Thursday, July 15, 2010

Tenaga-Ashinaga: ramen in Takayama

Although most of our meals in Takayama were included in our hotel price, we did have lunch to find on our own. Since I've been on a bit of a ramen kick lately, I decided to do a little research and track one down in town. Right next to the river is this place, called Tenaga-Ashinaga. Naga means long, so this name essentially means "long arms - long legs" and is referencing the official Takayama mascots:

And the ramen was fabulous. Ryan had the regular, shown below, which came with egg, thick bamboo shoots, scallions, some sheets of nori and a really tender, flavorful piece of pork.

I went with what was called the "hida beef gristle". I thought maybe they mistranslated the word gristle, because the picture in the menu showed some nice, thinly sliced beef. But no, they got it right. It was gristle surrounded by huge chunks of fat. I am not sure if the fat is intended to be eaten. I couldn't do it. However, it did give the broth an incredible flavor. Ryan and I compared spoonfuls and mine had a whole lot more depth and meatiness. It was really amazing. We slurped them down with a couple of frosty mugs of beer and then headed back to the bus station to catch our ride home.

Friday, July 09, 2010

Takayama and Shirokawago

It recently came to my attention that we only have one more year here. Until now, I feel like we have been rather lackadaisical in our approach to travel. Well, no more. With the count down on, I have a new goal of taking at least one trip per month. Our June trip was to Takayama in the Japanese alps. The kanji for Takayama is surprisingly simple, it is just 高 and 山 which mean high and mountain, respectively. We took a 5-hour bus to get up to our high mountain and checked into our ryokan in the middle of the afternoon on Friday. Upon check-in, the room has a low table and chairs. Then while we are at dinner, it magically turns into a pair of comfy futons.

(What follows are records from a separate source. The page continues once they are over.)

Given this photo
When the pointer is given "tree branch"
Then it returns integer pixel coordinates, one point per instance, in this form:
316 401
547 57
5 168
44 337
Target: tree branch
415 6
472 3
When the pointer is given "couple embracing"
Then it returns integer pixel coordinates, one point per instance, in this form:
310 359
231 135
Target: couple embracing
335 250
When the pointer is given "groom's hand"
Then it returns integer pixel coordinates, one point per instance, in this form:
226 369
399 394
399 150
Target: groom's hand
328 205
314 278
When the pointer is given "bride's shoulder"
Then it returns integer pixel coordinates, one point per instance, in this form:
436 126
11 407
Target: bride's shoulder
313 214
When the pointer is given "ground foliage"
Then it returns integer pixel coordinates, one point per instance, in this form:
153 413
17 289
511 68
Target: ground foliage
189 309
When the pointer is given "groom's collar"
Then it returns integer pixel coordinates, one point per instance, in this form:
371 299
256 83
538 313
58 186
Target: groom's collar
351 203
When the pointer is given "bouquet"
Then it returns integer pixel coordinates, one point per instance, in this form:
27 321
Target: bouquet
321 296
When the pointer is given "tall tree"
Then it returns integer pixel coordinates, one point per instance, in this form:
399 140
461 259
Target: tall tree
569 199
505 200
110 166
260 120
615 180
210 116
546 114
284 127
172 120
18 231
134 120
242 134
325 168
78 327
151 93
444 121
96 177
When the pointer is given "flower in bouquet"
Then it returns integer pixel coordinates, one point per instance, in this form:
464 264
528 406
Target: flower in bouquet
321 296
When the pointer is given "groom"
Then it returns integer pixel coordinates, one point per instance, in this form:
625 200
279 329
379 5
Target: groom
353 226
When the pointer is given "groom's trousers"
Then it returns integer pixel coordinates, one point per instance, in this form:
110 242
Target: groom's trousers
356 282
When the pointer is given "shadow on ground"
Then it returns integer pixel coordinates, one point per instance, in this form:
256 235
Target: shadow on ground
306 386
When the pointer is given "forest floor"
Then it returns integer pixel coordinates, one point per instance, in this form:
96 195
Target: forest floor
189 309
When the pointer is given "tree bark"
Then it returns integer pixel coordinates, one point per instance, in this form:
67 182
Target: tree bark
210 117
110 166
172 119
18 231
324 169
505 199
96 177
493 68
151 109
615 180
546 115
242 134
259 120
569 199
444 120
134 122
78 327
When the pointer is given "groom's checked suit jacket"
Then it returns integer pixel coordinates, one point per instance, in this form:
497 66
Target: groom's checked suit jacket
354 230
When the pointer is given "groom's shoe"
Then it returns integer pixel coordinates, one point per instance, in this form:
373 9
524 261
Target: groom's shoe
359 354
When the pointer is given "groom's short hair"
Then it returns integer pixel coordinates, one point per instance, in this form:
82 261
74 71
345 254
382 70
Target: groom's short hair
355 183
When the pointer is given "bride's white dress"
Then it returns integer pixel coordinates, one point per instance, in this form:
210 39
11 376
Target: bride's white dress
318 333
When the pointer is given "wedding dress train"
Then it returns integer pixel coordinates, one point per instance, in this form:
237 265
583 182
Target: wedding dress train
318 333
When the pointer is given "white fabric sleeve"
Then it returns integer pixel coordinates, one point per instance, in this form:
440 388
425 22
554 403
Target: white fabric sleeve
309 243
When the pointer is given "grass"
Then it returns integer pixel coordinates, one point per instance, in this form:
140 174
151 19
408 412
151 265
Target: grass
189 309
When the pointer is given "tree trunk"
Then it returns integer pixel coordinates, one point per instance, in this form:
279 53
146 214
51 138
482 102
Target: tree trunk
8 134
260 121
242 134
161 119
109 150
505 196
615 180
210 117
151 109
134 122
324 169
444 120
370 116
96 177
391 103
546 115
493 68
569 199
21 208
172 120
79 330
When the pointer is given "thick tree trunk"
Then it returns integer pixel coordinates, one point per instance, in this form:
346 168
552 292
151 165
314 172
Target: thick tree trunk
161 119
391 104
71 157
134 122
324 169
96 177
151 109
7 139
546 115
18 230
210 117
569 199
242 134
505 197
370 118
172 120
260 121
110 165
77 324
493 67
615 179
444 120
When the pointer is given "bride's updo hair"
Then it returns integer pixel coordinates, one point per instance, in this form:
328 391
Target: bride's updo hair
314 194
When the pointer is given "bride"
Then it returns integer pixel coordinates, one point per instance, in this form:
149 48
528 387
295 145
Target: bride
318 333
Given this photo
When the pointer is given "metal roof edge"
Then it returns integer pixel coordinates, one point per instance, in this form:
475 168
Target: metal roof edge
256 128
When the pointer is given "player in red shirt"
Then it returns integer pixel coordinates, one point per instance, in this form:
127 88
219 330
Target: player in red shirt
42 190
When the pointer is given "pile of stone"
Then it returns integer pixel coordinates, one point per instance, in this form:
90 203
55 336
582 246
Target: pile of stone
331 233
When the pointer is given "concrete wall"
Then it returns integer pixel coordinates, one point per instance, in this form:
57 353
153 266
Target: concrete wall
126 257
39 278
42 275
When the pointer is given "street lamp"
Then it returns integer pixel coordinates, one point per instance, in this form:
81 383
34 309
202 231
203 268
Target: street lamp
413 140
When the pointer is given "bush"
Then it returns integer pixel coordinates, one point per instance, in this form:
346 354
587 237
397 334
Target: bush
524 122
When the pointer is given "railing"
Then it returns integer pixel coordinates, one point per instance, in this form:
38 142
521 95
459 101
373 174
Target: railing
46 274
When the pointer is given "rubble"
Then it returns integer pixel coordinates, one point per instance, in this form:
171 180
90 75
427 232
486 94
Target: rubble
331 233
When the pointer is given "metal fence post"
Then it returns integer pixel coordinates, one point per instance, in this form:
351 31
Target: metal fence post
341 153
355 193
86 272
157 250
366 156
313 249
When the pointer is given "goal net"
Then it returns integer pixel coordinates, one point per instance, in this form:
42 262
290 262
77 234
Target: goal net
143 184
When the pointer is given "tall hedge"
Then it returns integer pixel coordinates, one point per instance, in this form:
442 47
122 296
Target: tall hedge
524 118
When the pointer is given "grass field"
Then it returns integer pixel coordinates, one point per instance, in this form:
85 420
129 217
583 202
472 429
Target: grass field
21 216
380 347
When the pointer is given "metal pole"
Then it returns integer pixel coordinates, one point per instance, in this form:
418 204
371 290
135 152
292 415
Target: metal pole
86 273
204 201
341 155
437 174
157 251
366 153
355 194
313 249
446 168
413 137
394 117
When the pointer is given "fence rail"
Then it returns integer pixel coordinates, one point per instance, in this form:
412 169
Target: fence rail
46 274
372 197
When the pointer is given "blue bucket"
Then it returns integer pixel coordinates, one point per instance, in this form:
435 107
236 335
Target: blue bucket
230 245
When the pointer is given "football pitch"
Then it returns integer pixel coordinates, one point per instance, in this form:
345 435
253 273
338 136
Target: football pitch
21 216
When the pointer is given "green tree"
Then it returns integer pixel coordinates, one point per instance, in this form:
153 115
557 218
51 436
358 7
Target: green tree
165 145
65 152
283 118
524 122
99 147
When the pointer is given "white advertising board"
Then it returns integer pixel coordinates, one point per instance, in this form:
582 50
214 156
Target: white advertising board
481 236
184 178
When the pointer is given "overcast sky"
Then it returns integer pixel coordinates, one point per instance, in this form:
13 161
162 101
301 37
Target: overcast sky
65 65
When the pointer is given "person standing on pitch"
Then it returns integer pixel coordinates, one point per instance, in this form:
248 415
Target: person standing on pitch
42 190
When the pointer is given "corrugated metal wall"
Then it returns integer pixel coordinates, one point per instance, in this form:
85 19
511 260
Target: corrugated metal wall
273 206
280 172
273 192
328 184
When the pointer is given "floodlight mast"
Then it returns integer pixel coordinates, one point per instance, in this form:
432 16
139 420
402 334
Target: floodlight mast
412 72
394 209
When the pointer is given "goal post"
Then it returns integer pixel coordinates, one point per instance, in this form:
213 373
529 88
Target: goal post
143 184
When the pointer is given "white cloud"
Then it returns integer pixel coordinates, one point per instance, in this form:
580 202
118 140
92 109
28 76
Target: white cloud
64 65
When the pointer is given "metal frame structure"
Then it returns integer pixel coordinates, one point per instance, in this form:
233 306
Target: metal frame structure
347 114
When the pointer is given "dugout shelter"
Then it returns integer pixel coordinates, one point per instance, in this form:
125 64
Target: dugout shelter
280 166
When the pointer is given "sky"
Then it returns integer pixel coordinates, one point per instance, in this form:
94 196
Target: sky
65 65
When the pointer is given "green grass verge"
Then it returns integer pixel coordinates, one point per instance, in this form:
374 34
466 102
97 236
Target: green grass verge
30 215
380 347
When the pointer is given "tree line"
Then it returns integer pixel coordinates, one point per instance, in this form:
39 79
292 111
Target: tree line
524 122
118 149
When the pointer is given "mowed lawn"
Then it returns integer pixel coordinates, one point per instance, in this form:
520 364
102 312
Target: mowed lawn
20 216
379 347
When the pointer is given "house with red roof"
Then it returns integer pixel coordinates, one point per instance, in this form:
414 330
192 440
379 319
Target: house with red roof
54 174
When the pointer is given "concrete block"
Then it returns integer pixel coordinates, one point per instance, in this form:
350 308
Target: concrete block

Around the ryokan, we wear our yukatas. I like this hotel's pretty green ones.
Downtown Takayama is home to narrow streets of traditional dark wood buildings, where you can buy things like sake, traditional fans and shoes, and tasty bits of the local specialty "hida beef".
Each old building seemed to hide a secret garden within.
Takayama is also known for its folk village, where they have restored some thatched roof A-frame houses from ancient times. It is an open-air museum that you can wander around at your leisure.
The folk village (Hida no Sato) in Takayama proper has a nice small collection poised around a quiet lake. There is also a much bigger town with the same type of old farmhouses about 50 minutes away called Shirokawago. This town actually has a full-time live-in community (though probably centered around tourism).
It rained quite a bit on the day we went. But that likely kept the crowds at bay, which was fine with us. The town of Shirokawago appears to be fairly self sufficient. Below is a rice paddy and below that I think maybe onions or garlic.
Back in the day, they used to keep silk worms. Several of the big thatched roof houses have museums inside, including this one that shows how the silk worms were housed...
...and sake and rice were stored.
We ducked into this cute coffee shop, with its wagon wheels and thinking man, to sit out the rain.
You can sit right up to the window and look across the field to the shrine. The proprietor keeps a little notebook on the counter so that guests can doodle and write a greeting. Lots of international guests come to Shirokawago it appears. This makes sense because it is apparently a UNESCO World Heritage site. We had no clear idea what that meant, so spent a good chunk of time sipping our coffees and looking up lists of World Heritage sites on Ryan's iPhone. The U.S. has 20 (do you know any of them?) and Japan has 14. Italy and France have been spoiled with 44 and 30, respectively.